There are some limitations of this study. Firstly, the identified websites were only analysed for readability and visual appearance. The readability formulae examine the readability of the text only and are based primarily on information such as the sentence length, number of words per sentence and the complexity of some of the words. Additional website resources such as tables, diagrams and videos may aid the understanding of the information presented on the websites [39] and these were not specifically examined. The readability grades found in our study therefore only give an insight into the overall website readability. We did however visually assess the overall visual appearance of each website which will also play a part in engaging with the patient and similarly found that many of the websites identified performed poorly in terms of visual aesthetics. There are other aspects that could be evaluated to assess the resources. This could include the usefulness of the written content with specific focuses on the scientific knowledge or the quality of the information provided.

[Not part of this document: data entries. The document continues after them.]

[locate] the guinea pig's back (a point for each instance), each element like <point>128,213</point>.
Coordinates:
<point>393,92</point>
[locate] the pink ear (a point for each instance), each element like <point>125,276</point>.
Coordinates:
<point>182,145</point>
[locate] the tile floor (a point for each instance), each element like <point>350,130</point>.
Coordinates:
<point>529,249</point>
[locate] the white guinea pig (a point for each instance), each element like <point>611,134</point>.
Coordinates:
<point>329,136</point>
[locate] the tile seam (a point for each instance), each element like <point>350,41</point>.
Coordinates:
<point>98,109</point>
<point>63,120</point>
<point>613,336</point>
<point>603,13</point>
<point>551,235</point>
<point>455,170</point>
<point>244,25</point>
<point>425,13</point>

By assessing up to a maximum of ten pages on each website it is likely that the median readability score is truly representative of the website. However, some websites only had limited information or a small number of pages and this may have resulted in an overly high readability score. It is important to ensure that home or landing pages are visually engaging and have a low readability score as 90% of users do not progress beyond the first page of an internet search [23]. The first page of each website should be informative enough to provide some basic understanding for a patient with little to no understanding of the condition.

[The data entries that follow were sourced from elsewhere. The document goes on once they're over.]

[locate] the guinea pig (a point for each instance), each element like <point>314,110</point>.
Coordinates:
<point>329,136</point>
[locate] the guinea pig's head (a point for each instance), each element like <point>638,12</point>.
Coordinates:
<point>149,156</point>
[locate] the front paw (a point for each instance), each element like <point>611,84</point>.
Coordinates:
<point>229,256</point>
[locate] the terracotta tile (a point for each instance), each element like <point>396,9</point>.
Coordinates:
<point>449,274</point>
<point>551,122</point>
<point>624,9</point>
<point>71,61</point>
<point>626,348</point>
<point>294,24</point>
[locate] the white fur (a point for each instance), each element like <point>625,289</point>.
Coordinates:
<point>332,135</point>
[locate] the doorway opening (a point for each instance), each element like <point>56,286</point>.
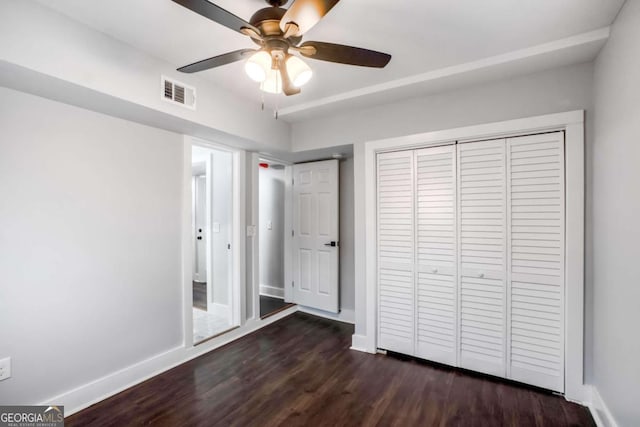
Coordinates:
<point>271,227</point>
<point>212,231</point>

This study only looked at the top ten webpages using GoogleTM, YahooTM and BingTM search engines utilising specific search terms. Although these search engines are the top three most popular and widely used [22], they may not necessarily be the only source of information for patients. Further exploration utilising different search engines, and varying assessment criteria and exploring links to other online resources such as videos and pdf leaflets is necessary.

Conclusion

Following the introduction of the Internet, more and more people are using it to access information regarding their health. Given the low average literacy levels in the UK and US, it is important that the information presented within websites is accessible and comprehensible. We found that available resources for fibroadenoma are above the recommended reading age and that for most the visual appearance of these resources was poor. This may mean that the fibroadenoma resources are not accessible and educating the public as we would hope.